The most important part is to assess where your product is in the adoption curve. The stalwart approach to evaluating that is the technology adoption lifecycle and its adaptation by Geoffrey More in Crossing the Chasm. I would primarily assess where your product (not feature) is on the curve in this model. The best way to determine that is by using the pirate framework to understand where the leaks are in your adoption funnel. Note, that the same product can be at multiple places on the adoption lifecycle, different segments or personas may be at different stages of the lifecycle. A product’s adoption must be focused on where a segment is on the lifecycle. The general guidance to evaluate which segment is where can be used below:
- Innovators → Early Adopters. You are still stuck with your first set of customers if you haven’t nailed product retention. If you don’t have 20% of your customers coming back to use the product (a common metric to measure this is daily active user / monthly active user (DAU/MAU)), then you are still trying to land your innovators. If you haven’t solved retention, go here.

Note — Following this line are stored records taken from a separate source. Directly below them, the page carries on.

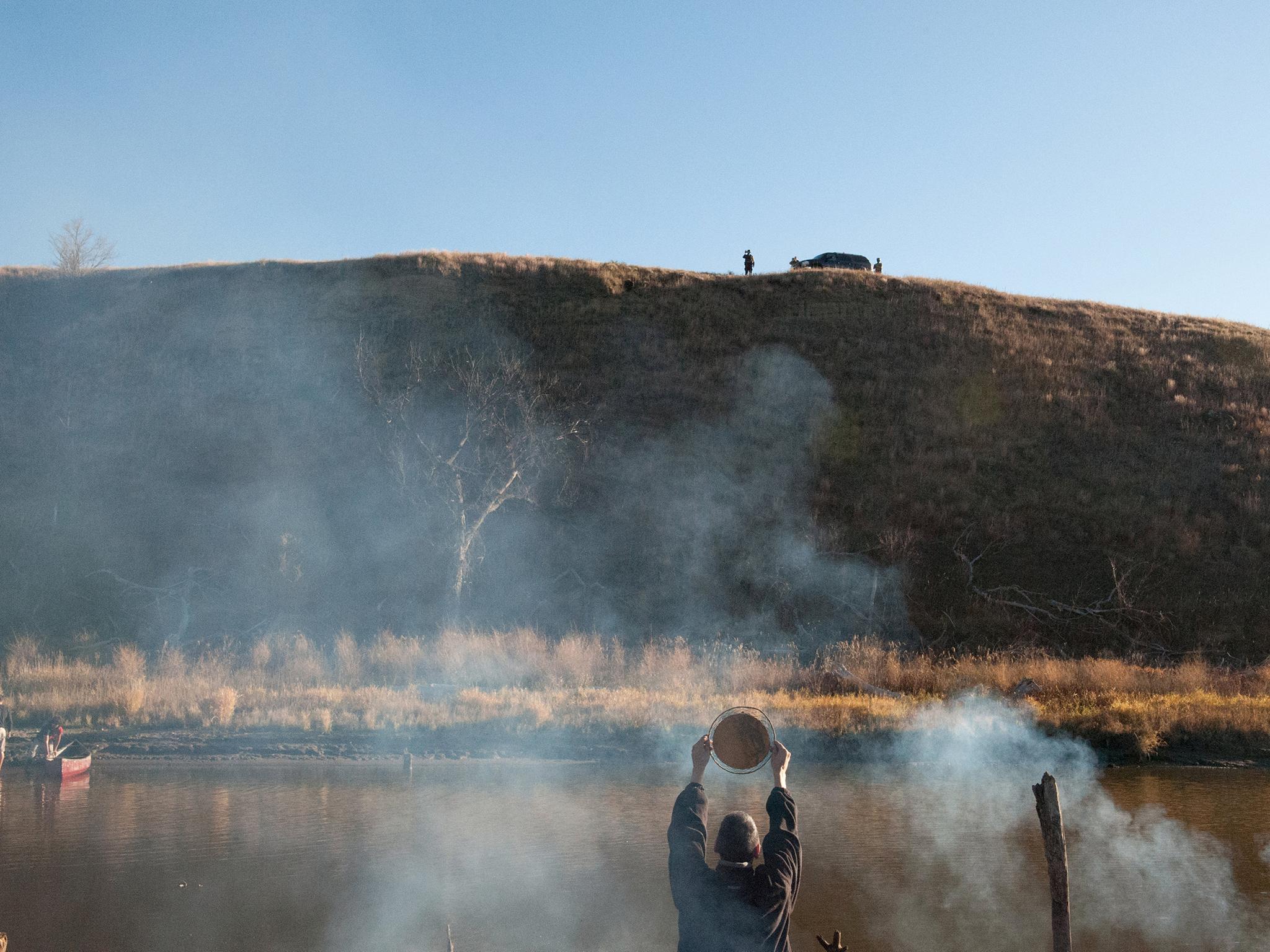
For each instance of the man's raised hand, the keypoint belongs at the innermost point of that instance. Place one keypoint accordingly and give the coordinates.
(701, 757)
(780, 762)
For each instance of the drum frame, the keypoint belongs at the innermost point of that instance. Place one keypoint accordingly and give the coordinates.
(762, 719)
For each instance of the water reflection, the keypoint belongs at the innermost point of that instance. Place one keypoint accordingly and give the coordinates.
(543, 857)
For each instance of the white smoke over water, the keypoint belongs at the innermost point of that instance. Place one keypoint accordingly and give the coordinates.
(961, 787)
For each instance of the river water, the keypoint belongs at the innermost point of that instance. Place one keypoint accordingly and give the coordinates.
(558, 857)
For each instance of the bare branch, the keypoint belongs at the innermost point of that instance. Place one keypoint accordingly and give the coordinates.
(78, 249)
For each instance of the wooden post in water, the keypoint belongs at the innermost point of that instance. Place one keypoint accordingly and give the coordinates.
(1055, 858)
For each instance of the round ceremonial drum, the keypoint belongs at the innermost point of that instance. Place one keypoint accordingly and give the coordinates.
(742, 739)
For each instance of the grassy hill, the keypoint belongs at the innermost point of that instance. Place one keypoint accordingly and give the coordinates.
(186, 454)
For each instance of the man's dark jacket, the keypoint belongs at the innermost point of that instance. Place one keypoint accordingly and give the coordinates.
(733, 909)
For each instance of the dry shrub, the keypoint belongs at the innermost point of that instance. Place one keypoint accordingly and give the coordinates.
(349, 659)
(131, 699)
(579, 660)
(172, 664)
(492, 659)
(22, 656)
(395, 660)
(745, 669)
(224, 703)
(260, 654)
(668, 666)
(300, 662)
(213, 667)
(130, 664)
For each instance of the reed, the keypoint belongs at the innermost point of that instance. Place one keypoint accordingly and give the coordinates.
(523, 681)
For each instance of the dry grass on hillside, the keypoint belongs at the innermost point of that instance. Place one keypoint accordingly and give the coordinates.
(518, 681)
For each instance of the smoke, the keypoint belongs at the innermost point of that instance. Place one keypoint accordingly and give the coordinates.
(723, 539)
(959, 787)
(190, 456)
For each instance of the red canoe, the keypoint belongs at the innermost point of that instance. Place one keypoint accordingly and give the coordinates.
(69, 765)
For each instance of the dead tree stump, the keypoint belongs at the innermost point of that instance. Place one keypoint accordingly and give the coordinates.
(1055, 860)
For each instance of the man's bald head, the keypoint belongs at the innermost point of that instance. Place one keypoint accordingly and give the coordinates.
(738, 838)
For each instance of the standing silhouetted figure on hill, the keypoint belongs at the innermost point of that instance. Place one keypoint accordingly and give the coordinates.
(742, 906)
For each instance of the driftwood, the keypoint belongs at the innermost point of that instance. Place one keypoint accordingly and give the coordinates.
(836, 946)
(1055, 860)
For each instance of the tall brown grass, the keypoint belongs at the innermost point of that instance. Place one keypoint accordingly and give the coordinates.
(521, 679)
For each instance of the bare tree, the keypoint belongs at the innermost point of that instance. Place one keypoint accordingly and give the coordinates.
(470, 433)
(78, 249)
(1116, 610)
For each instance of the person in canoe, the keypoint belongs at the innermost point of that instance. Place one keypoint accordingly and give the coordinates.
(50, 743)
(6, 726)
(742, 906)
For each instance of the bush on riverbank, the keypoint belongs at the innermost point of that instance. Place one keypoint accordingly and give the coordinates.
(521, 681)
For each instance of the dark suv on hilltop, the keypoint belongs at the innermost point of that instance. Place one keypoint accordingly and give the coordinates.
(837, 259)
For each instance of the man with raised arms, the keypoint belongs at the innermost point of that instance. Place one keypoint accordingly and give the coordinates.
(742, 904)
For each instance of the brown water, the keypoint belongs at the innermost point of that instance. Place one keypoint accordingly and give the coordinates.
(558, 857)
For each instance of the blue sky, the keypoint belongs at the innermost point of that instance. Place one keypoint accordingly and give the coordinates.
(1116, 151)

- Early Adopters → Early Majority. This is the crux of the Crossing the Chasm. Often, getting the set of features that your early adopters are willing to accept is 80% of what the whole product/solution is. Identifying what the last 20% of the product is here. The best proxy to determine if you have enough product is to evaluate activation: does your target persona actually understand and want to use your product. The ideal activation rate is ~25%, but this can vary by industry. If you’re still attempting to improve activation, go here.
- Early Majority→Late Majority. At this stage the primary focus is growth and go-to-market optimization. This is what many term achieving escape velocity, where (1) you need to identify how to make certain go-to-market channels efficient, and (2) determining which go-to-market channel or market segments to pursue next. If you are attempting to achieve escape velocity, go here.
Often bigger companies evaluate new products like they are at a point on the technology adoption lifecycle to meet the same KPIs as their widely used products. This is unfair and leads to the Innovator’s Dilemma. Startup founders, or sales-led product organizations also often don’t use these objective metrics to understand where they are and may push to build certain features at a time that is not appropriate.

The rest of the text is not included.